This research holds significant implications. Collagen is a critical component of the extracellular matrix in humans and other mammals, providing strength and structure to all tissues. Bacterial collagenases, belonging to the metalloprotease family M9, possess the unique ability to break down collagen at multiple sites despite its tough triple-helical structure. The Austrian Science Fund (FWF)-funded research project shed new light on how these enzymes achieve this feat, uncovering a mechanism distinct from that of human collagen-degrading enzymes. Understanding the intricacies of bacterial collagenases opens up new possibilities for developing targeted inhibitors to combat bacterial infections. By disrupting the specific mechanisms these enzymes use to attack collagen, this may pave the way for more effective treatments against pathogenic bacteria.
Perspectives
Bacterial collagenases are fascinating enzymes.

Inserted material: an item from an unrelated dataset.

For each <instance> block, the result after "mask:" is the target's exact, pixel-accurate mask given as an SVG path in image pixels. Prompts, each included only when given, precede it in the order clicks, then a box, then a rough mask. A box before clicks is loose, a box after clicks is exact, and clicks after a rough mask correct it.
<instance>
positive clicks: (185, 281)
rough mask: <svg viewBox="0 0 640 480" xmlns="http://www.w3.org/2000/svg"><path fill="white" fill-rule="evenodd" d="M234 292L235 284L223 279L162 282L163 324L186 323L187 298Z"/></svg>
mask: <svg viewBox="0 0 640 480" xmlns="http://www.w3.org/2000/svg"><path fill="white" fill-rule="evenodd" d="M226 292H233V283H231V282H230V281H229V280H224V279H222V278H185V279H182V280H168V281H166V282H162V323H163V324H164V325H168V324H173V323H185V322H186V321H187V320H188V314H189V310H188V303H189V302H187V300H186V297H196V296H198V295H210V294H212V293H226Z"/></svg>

They manage to decompose natively folded collagen into small peptides, a protein which is infamous for its resistance to enzymatic digestion when properly folded.
Esther Schoenauer
Universitat Salzburg
Read the Original
This page is a summary of: A conserved strategy to attack collagen: The activator domain in bacterial collagenases unwinds triple-helical collagen, Proceedings of the National Academy of Sciences, April 2024, Proceedings of the National Academy of Sciences,
DOI: 10.1073/pnas.2321002121.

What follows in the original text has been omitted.